Nur so ist gewährleistet, dass die freiberufliche Tätigkeit auch freiberuflich bleibt und nicht Teil des Gewerbebetriebes wird.
„Trennen“ ist dabei strikt zu verstehen: Kein gemeinsames Briefpapier, keine gemeinsame Portokasse, nichts darf die beiden Betriebe verbinden.
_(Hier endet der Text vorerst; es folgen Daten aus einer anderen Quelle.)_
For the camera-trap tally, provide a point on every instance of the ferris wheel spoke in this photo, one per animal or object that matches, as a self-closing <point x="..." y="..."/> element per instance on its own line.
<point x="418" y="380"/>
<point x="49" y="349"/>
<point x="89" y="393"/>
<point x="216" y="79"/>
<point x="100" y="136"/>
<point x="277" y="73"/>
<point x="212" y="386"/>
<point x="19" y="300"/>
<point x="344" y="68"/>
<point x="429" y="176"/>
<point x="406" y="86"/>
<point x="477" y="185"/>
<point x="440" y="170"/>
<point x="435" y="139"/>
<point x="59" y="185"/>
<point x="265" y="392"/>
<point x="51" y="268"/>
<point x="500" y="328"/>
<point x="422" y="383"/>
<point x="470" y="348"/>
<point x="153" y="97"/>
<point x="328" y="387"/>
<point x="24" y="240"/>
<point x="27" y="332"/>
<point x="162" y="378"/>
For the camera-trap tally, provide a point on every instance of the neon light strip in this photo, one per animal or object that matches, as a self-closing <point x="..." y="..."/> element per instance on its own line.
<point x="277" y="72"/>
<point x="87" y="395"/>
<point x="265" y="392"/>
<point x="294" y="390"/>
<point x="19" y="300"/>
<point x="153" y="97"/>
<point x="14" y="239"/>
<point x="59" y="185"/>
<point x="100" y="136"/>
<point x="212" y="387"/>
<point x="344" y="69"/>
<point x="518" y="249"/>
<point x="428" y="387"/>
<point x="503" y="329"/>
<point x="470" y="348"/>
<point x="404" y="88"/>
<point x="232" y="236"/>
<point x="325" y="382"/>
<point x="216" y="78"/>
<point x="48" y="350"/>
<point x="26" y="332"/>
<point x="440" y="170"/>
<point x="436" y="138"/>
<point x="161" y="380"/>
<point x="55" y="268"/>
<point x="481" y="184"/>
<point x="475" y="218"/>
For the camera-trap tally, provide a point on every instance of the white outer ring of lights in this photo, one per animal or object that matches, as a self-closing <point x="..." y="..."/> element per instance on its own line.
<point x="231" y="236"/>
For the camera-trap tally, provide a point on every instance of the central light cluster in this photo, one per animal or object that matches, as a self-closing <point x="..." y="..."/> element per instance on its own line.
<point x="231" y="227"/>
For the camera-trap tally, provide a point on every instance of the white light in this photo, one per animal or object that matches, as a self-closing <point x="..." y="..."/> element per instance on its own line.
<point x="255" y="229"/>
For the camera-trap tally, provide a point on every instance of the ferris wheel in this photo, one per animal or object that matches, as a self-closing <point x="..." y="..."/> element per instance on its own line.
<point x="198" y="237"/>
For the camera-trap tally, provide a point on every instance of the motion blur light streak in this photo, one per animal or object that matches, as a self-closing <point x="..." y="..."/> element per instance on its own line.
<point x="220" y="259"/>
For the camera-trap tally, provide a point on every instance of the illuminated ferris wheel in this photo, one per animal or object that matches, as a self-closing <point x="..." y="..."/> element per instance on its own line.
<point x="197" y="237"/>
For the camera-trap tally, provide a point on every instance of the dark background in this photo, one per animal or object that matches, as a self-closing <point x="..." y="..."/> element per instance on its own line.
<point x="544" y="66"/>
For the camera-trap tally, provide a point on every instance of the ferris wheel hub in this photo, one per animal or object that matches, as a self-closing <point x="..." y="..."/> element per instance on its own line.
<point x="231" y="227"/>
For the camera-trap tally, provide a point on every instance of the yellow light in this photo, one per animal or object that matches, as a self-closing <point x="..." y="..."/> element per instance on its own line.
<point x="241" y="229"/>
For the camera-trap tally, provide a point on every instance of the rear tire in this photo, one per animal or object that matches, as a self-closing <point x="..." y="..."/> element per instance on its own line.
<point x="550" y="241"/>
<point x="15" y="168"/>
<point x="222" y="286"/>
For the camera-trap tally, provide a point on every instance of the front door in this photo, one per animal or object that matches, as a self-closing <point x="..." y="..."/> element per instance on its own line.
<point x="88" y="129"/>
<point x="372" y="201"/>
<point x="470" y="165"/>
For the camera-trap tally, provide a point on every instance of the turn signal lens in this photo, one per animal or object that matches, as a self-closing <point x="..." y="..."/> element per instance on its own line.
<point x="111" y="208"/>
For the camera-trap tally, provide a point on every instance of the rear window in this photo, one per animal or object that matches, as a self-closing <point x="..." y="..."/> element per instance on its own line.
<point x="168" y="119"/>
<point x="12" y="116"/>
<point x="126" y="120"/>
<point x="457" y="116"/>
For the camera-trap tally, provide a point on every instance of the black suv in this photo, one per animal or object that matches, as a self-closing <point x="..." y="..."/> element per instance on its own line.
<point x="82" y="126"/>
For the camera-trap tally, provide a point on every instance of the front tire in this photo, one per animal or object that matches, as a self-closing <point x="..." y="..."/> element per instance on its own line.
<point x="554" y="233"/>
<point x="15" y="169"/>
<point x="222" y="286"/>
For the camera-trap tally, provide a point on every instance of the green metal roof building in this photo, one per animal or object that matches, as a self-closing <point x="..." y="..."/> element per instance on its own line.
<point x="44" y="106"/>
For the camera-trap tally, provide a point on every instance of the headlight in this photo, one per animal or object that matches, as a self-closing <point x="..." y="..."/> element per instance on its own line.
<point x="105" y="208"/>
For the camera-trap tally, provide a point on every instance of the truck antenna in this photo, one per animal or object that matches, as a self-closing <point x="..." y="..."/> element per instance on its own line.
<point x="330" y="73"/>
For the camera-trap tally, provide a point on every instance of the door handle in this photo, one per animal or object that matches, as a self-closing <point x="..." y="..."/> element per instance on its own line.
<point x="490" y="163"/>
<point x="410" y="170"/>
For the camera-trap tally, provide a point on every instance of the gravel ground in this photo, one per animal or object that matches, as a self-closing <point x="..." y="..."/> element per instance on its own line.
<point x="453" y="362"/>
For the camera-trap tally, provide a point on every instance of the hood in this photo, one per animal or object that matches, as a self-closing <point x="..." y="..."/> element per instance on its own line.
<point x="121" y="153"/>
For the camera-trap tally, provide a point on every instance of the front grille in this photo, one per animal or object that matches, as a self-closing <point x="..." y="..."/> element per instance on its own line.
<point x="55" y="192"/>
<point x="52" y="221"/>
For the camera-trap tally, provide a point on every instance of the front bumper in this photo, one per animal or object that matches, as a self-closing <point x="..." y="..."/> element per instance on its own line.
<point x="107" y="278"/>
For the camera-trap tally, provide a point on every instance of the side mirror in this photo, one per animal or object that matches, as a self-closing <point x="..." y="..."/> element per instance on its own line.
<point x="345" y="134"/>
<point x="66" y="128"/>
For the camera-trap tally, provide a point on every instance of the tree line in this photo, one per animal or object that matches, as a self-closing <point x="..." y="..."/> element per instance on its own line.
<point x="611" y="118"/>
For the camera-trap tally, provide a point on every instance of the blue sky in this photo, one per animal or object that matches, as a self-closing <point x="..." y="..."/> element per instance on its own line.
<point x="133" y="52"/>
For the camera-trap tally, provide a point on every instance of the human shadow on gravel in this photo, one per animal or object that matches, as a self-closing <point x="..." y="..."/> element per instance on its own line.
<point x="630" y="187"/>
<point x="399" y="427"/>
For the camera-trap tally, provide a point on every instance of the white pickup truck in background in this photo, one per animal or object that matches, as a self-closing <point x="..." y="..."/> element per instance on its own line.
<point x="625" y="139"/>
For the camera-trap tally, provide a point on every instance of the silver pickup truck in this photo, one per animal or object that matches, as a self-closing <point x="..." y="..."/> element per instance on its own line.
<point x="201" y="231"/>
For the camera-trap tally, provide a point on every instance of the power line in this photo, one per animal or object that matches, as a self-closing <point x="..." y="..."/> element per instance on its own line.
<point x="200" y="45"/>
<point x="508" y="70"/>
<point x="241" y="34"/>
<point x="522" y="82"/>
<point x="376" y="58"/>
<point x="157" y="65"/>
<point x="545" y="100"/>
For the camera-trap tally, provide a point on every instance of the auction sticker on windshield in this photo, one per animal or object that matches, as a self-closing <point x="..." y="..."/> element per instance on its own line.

Ob die (nicht bedeutende) Verringerung der Steuerlast oder der dafür nötige Aufwand überwiegt, muss im Einzelfall gerechnet werden. Und Einzelfallberatung darf hier niemand treiben.
Schöne Grüße
MM
Servus Ann,
hierzu:
zur selben sparte zählen übrigens auch übersetzer
oder journalisten - ist das denn kunst?
die Anmerkung, dass durchaus nicht alle Übersetzer KSK-fähig sind. Es kömmt darauf an, was sie übersetzen.
– Wollschlägers „Ulysses“-Übersetzung darf beiläufig ohne weiteres als eigenständiges künstlerisches Werk eingeordnet werden…
Aber ein Wollschläger wird nicht jeden Freitag geboren, das ist wahr.
Schöne Grüße
MM
Die Seite zum Fotorecht hatte ich auch schon durchforstet…
allerdings ist der erste Teil schon veraltet, das wird aber erst ersichtlich wenn man unten die Aktualisierungen liest…
Denn oben steht noch, dass man als Selbstständiger Hochzeitsfotograf den Meister haben muss, aber das Gesetz von 2004 sagt, dass man dafür keinen Meisterbrief, nichtmal ne Ausbildung braucht.